Design an LLM Pretraining Data Pipeline
A Staff-level walkthrough of the LLM pretraining data pipeline that Anthropic, OpenAI, and Google DeepMind run to produce frontier training corpora. It is an offline, reproducible, ablation-driven batch system whose core hard problems are trillion-scale fuzzy dedup, learned quality filtering, rigorous benchmark decontamination, deliberate data mixing/curriculum, and a tokenized-shard contract that never starves the training cluster — with every curation choice proven by downstream evals rather than perplexity.
Scope & ambiguity
Let me frame what we’re actually building. The goal is the petabyte-scale offline batch system that turns raw web crawls into a clean, deduplicated, decontaminated, mixed, tokenized multi-trillion-token corpus that a training cluster can stream without ever becoming the bottleneck. This is not a serving system and not the training loop — it’s a one-directional ETL DAG that runs for weeks and produces a versioned dataset artifact. The defining property is that success is measured by downstream model evals via controlled ablations, not by SLAs, row counts, or perplexity. So I’ll treat the dataset as a versioned recipe, and every curation choice I make has to be provable by training a small proxy model and seeing benchmarks move.
This is the kind of system frontier labs — Anthropic, OpenAI, Google DeepMind, Meta — build internally to produce their pretraining corpora, and it’s a common AI-infrastructure interview topic because it sits exactly at the seam between classic distributed systems and ML. The open references that anchor current practice are FineWeb / FineWeb-Edu, DCLM (DataComp-LM), Llama 3’s data section, and HuggingFace’s datatrove pipeline library. I’ll cite them throughout because “I know what’s published” is a real signal here.
Scope boundaries:
- In scope: ingestion of raw crawls -> text extraction -> filtering -> dedup -> decontamination -> PII/safety scrub -> data mixing -> tokenization + global shuffle + sharding. The output is a set of tokenized, packed, seekable shards plus a manifest.
- Out of scope: the training loop itself, optimizer/parallelism, RLHF / post-training / preference data, and the inference stack. I'll mention the data-loader contract because it constrains the output format, but I won't design the trainer.
- Sources: CommonCrawl web snapshots (the bulk), code (GitHub-derived, e.g. The Stack), licensed/high-quality text (books, papers, reference), and increasingly synthetic/rephrased data.
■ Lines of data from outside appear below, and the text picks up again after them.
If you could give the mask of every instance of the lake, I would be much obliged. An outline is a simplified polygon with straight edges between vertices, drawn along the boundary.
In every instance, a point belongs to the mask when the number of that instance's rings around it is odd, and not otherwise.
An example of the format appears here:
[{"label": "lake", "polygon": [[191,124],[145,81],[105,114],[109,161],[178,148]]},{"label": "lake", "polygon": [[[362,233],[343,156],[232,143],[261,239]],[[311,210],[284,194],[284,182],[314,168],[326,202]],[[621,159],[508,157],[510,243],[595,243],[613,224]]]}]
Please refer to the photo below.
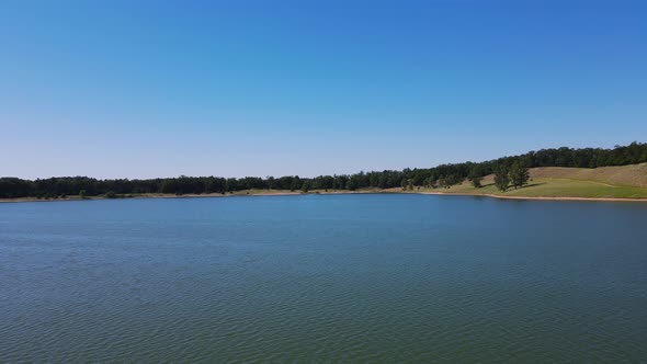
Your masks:
[{"label": "lake", "polygon": [[647,204],[0,204],[0,362],[644,362]]}]

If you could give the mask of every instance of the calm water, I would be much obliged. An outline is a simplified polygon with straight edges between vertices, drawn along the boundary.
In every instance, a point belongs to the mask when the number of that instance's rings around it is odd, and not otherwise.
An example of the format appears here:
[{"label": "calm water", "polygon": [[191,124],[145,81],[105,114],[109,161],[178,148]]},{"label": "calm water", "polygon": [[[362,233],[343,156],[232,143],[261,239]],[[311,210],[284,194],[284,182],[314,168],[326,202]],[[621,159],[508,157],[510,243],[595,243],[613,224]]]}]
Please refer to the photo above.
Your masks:
[{"label": "calm water", "polygon": [[0,204],[0,362],[645,362],[647,204]]}]

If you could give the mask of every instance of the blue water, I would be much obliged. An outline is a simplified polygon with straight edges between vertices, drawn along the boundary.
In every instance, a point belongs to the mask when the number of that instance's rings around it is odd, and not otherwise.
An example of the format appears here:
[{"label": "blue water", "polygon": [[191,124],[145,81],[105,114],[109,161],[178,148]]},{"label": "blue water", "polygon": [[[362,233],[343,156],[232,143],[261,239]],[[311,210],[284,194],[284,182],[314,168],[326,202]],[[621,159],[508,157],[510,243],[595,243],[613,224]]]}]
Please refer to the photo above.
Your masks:
[{"label": "blue water", "polygon": [[645,362],[647,204],[0,204],[0,362]]}]

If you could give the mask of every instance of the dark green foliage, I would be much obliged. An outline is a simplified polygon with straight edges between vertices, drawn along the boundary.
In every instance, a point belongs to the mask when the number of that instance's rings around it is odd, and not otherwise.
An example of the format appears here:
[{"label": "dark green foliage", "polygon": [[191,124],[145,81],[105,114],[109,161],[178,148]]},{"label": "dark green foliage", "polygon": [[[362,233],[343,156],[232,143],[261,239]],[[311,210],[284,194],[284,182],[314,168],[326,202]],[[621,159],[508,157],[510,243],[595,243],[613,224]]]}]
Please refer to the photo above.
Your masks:
[{"label": "dark green foliage", "polygon": [[527,168],[522,164],[521,160],[515,160],[510,167],[510,182],[514,186],[514,189],[519,189],[524,184],[527,184],[527,180],[530,179],[530,173]]},{"label": "dark green foliage", "polygon": [[506,164],[500,164],[495,170],[495,185],[499,191],[506,192],[510,185],[510,172]]},{"label": "dark green foliage", "polygon": [[[58,196],[80,194],[84,196],[107,195],[113,192],[118,196],[146,193],[168,194],[202,194],[242,191],[242,190],[302,190],[304,185],[311,190],[359,190],[366,187],[393,189],[413,186],[450,187],[465,179],[472,183],[501,168],[512,169],[513,175],[500,175],[498,186],[507,189],[509,183],[517,187],[527,182],[527,174],[514,172],[514,163],[519,162],[525,171],[534,167],[578,167],[597,168],[604,166],[625,166],[647,162],[647,144],[632,143],[628,146],[613,149],[543,149],[531,151],[522,156],[504,157],[480,163],[465,162],[456,164],[441,164],[428,169],[405,169],[401,171],[385,170],[381,172],[360,172],[355,174],[319,175],[314,179],[302,179],[298,175],[281,178],[246,177],[241,179],[225,179],[219,177],[185,177],[152,179],[152,180],[97,180],[87,177],[64,177],[44,180],[22,180],[18,178],[0,178],[0,198],[42,197],[57,198]],[[508,171],[510,172],[510,171]],[[499,173],[500,174],[500,173]],[[510,178],[512,177],[512,180]],[[517,178],[515,178],[517,177]],[[503,180],[501,180],[503,179]],[[305,182],[307,181],[307,184]],[[404,181],[404,184],[402,184]],[[480,180],[478,180],[480,182]]]}]

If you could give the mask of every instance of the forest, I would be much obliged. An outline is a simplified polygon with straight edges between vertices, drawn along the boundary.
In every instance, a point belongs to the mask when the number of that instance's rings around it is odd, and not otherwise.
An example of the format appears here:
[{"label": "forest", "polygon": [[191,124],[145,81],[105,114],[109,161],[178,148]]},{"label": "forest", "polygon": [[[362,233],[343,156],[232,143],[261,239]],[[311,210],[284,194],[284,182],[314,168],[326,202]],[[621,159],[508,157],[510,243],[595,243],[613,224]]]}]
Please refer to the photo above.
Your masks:
[{"label": "forest", "polygon": [[[462,183],[466,179],[480,181],[480,178],[499,170],[513,170],[533,167],[576,167],[597,168],[606,166],[626,166],[647,162],[647,144],[632,143],[628,146],[603,148],[553,148],[529,151],[521,156],[503,157],[484,162],[463,162],[441,164],[433,168],[385,170],[359,172],[355,174],[319,175],[299,178],[285,175],[280,178],[222,178],[185,177],[159,178],[148,180],[98,180],[88,177],[57,177],[37,180],[19,178],[0,178],[0,198],[37,197],[61,198],[71,195],[122,197],[127,195],[163,194],[206,194],[228,193],[243,190],[349,190],[391,189],[432,186],[446,187]],[[503,181],[507,185],[508,181]]]}]

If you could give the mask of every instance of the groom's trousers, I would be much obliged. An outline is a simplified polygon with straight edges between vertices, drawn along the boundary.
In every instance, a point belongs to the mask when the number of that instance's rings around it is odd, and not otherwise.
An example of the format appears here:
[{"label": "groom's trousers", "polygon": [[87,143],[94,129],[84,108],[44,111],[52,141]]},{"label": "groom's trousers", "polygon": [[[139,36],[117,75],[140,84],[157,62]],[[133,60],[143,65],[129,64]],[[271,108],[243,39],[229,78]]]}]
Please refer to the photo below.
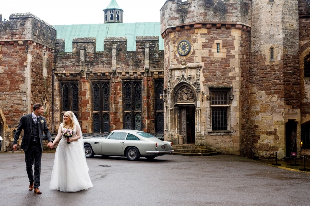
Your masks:
[{"label": "groom's trousers", "polygon": [[[27,151],[25,151],[25,161],[26,168],[29,179],[29,182],[34,182],[34,188],[40,186],[40,173],[41,173],[41,158],[42,157],[42,149],[41,145],[37,144],[35,142],[30,143]],[[34,159],[34,176],[32,170]]]}]

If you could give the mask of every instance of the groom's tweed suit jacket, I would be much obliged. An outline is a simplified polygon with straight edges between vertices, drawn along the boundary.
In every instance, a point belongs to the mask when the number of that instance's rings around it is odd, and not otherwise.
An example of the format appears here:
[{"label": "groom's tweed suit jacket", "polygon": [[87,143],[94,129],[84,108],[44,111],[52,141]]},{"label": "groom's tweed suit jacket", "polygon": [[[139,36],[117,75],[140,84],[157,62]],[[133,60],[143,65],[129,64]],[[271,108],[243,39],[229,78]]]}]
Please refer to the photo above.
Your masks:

- Success criterion: a model trained on this corpus scores better on a held-out downstream eval suite (MMLU, HellaSwag, ARC, GSM8K, HumanEval, etc.) than one trained on the previous recipe, at matched compute.
Who asks this & what they probe
Requirements
Functional requirements:
- Ingest raw crawls (CommonCrawl WARC/WAT/WET), code repos, and licensed corpora from object storage, respecting robots/licensing.
- Extract clean text from raw HTML (boilerplate removal, main-content extraction).
- Filter in a hierarchy: language ID, cheap heuristic/quality rules, then a learned model-based quality classifier.
- Deduplicate at url / document / line granularity, including trillion-scale fuzzy (near-duplicate) dedup.
- Decontaminate against the benchmark eval suite so reported numbers are trustworthy.
- Scrub PII and apply safety filters (CSAM hashes, toxicity gates where appropriate).
- Mix sources with deliberate weights and a curriculum (upsampling, annealing).
- Tokenize, globally shuffle, and pack into shards.
Non-functional requirements:
- Reproducibility & versioning: a recipe + seed must reproduce a byte-identical dataset; every artifact is addressable and pinned.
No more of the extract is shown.